I have a function f that I want to compute on a certain large data in parallel. The data can be divided in many ways and I am trying to make a decision on how to divide it. I am trying to understand how "map" in multiprocessing.Pool distribute/divide the data exactly so that I make the right decision about splitting my data as well as choosing the number of processors. My input data is not simply a list, as in the below example, but rather list of dictionaries and a list of lists so understanding how Pool.map divides the data seems critical.
That being said, I think understanding the simple example would tell about the more complicated one.
The following scipt shows that we are choosing a Pool of 5 processes and the data in [1,2,3]. What is the implicit choice made here for dividing the data?
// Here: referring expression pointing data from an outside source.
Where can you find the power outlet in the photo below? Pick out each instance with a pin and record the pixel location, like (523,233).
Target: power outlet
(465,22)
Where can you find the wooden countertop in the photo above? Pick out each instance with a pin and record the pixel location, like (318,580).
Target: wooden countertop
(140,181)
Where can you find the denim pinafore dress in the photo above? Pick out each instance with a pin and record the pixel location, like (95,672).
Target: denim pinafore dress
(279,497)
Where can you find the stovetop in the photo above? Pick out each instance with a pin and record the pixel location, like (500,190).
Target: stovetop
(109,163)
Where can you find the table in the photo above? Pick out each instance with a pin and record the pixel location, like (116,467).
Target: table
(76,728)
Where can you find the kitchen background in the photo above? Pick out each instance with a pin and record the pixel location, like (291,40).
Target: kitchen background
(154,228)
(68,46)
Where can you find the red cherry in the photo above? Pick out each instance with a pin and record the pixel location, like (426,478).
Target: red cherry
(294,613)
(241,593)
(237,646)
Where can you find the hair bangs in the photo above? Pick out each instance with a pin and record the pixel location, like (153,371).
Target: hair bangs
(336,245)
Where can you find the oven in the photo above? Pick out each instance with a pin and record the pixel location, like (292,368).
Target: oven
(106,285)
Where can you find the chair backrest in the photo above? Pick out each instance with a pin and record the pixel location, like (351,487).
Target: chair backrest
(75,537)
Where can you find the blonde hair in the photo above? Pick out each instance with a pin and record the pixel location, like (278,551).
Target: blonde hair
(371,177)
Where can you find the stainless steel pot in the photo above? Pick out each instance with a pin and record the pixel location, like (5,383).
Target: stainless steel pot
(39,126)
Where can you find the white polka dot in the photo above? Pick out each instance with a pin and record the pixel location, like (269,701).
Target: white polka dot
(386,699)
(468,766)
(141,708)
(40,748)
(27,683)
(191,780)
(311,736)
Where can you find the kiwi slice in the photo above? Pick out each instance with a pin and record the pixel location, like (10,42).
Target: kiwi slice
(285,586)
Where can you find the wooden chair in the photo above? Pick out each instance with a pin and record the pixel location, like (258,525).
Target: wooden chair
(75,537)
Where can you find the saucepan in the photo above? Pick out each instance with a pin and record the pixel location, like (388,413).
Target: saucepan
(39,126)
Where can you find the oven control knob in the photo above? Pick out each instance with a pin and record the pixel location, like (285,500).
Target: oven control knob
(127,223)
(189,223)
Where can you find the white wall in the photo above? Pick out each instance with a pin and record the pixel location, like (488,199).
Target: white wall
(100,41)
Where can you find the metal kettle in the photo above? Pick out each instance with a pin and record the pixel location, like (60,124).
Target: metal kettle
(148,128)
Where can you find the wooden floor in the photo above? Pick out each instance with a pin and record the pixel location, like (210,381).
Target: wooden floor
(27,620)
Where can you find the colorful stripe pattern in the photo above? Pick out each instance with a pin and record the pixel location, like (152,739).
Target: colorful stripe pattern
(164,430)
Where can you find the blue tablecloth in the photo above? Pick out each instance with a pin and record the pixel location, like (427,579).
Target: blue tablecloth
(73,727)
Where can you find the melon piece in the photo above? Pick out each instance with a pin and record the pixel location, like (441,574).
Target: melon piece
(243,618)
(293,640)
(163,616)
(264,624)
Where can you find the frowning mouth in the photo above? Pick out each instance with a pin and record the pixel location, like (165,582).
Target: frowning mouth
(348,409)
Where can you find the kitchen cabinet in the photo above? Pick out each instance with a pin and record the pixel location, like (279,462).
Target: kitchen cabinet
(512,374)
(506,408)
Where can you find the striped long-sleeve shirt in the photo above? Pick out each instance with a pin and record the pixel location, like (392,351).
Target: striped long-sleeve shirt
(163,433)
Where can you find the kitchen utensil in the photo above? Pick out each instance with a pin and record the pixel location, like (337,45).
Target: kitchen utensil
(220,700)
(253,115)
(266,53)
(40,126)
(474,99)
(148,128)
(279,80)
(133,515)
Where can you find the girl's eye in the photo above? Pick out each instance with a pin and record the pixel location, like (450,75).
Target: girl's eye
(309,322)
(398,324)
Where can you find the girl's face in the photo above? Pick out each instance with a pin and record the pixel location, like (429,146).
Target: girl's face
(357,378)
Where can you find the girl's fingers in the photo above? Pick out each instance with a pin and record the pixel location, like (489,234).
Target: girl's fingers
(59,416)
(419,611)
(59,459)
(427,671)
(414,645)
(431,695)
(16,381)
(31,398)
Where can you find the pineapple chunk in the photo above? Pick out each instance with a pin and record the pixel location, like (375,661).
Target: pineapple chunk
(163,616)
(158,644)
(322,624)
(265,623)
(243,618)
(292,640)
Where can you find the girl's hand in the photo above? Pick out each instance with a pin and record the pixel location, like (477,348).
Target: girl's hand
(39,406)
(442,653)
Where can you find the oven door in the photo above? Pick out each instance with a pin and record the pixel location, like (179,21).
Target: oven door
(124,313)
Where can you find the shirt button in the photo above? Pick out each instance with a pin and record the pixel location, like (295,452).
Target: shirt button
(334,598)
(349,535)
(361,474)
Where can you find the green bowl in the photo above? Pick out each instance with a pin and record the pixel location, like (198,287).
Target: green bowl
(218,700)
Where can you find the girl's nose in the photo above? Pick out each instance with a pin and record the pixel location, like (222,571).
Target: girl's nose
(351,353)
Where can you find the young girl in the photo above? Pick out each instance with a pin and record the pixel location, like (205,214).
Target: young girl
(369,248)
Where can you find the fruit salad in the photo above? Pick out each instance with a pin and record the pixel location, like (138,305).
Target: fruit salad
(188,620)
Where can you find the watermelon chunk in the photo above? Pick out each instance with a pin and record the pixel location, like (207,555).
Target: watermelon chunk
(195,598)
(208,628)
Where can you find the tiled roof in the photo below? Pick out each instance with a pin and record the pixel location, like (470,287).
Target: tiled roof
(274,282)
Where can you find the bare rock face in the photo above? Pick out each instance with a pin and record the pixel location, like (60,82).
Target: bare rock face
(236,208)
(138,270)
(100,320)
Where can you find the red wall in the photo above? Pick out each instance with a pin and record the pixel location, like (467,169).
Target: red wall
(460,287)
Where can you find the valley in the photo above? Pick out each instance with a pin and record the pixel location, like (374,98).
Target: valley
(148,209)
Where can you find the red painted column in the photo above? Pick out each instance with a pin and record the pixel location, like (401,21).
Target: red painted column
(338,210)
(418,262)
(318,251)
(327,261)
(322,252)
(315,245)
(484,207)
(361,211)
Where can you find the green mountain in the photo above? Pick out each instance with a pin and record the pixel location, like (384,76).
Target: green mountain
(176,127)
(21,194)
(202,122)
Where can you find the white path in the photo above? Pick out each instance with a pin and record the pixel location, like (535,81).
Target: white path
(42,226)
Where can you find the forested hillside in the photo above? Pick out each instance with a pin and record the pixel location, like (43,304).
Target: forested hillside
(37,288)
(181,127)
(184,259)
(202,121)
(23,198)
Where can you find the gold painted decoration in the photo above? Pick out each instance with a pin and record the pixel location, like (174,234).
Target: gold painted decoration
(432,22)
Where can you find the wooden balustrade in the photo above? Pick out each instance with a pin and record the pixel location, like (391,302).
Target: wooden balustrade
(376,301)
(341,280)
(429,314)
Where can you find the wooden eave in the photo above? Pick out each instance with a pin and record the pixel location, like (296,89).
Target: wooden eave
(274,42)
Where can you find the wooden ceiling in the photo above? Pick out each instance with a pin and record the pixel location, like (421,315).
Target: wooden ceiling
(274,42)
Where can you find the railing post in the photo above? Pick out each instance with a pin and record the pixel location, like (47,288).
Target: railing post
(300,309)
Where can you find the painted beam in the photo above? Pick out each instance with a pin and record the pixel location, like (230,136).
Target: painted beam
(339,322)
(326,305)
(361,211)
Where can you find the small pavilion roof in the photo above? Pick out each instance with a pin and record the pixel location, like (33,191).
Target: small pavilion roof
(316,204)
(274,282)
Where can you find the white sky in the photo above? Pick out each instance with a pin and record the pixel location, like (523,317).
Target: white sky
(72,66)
from multiprocessing import Pool
def f(x):
return x*x
if __name__ == '__main__':
p = Pool(5)
print(p.map(f, [1, 2, 3]))
It's not documented, so you shouldn't rely on any particular behavior. You can force it by passing the optional chunksize=
argument. If you don't, a heuristic is used to make up a value of chunksize for you. This can be found in private function _map_async()
, in your source tree's Lib/multiprocessing/Pool.py
:
def _map_async(self, func, iterable, mapper, chunksize=None, ...
'''
Helper function to implement map, starmap and their async counterparts.
'''
...
if chunksize is None:
chunksize, extra = divmod(len(iterable), len(self._pool) * 4)
if extra:
chunksize += 1
if len(iterable) == 0:
chunksize = 0
...
len(self._pool)
is the number of worker processes. So, by default, if there are fewer work items than 4 times the number of processes, they're passed out one at a time. That's the case in your specific example (3 <= 4*5
). If there are a great many more work items than processes, the chunk size is picked so that each process will be handed a chunk of work approximately 4 times over the life of the map()
. For example, if you had 500 items in your list, 500 / (5*4) == 25
, and so 25 items at a time would be passed to a worker process.
Why not 100 at a time, so that each of the 5 workers would be invoked just once? Because it's a heuristic ;-) Passing less than that is a tradeoff, balancing the number of times interprocess communication needs to be done against load balancing (the possibility that different work items will require different amounts of time to complete). But nothing about load balancing can be known in advance, so the heuristic gives more (but not absolute!) weight to keeping the number of interprocess calls low.
And that's why it's not documented. It's quite possible that a smarter heuristic will be used someday.